Wednesday, April 21, 2010


Rich as I may be from a material standpoint, I’ve long felt that I’m very poor, indeed, in time. For decades, my business affairs have made extremely heavy inroads on my time, leaving me very little I could use as I pleased. There are books that I have wanted to read—and books I have wanted to write. I’ve always yearned to travel to remote parts of the globe which I’ve never seen; one of my greatest unfulfilled ambitions has been to go on a long, leisurely safari in Africa.

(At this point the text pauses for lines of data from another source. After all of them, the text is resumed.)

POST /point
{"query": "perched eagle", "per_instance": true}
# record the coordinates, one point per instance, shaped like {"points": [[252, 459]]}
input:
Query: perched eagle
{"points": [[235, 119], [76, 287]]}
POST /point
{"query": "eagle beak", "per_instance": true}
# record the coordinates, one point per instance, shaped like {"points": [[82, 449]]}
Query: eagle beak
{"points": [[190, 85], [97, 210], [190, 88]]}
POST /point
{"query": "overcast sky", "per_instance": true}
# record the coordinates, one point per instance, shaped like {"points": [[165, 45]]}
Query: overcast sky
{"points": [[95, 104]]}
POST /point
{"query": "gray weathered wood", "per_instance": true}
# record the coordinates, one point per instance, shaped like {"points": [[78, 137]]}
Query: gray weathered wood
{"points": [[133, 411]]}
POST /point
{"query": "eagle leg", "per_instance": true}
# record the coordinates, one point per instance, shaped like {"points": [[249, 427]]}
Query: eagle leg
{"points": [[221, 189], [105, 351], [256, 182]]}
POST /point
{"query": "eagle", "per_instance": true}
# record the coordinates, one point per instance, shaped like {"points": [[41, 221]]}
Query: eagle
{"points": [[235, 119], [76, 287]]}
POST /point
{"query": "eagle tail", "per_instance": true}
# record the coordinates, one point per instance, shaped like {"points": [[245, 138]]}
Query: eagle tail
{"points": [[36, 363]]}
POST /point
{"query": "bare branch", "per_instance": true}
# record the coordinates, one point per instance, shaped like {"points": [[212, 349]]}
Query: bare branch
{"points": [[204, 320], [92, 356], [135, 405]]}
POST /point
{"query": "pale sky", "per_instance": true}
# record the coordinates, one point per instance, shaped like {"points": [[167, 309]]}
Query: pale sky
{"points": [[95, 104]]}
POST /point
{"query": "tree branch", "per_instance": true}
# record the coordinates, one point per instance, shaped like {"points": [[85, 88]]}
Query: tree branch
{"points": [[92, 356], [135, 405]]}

Money has not been a bar to the realization of these desires; insofar as money is concerned, I could have easily afforded to do any of these things for many years. The blunt and simple truth is that I’ve never been able to do them because I could never afford the time. It’s paradoxical but true that the so-called captains of industry frequently have less time for indulging their personal desires than their rear-rank privates. This applies to little things as well as big ones.

It is not my intent to imply that I am in any way dissatisfied with my lot in life. Indeed, I would be more than ungrateful for the good fortune and advantages I’ve enjoyed if I were anything less than happy. Moreover, I am very gratified that I have managed to accomplish most of the goals I set for myself when I began my business career.

The point I’m trying to make is that each individual has to establish his own standards of values, and that these are largely subjective. They are based on what the individual considers most important to him and what he is willing to give for a certain thing or in order to achieve a certain aim.

Old—but true are the bromides that you can’t have everything and that you can’t get something for nothing. An individual always has to give—or give up—something in order to have or get something else. Whether he’s willing to make the exchange or not is entirely up to him and his own sense of values.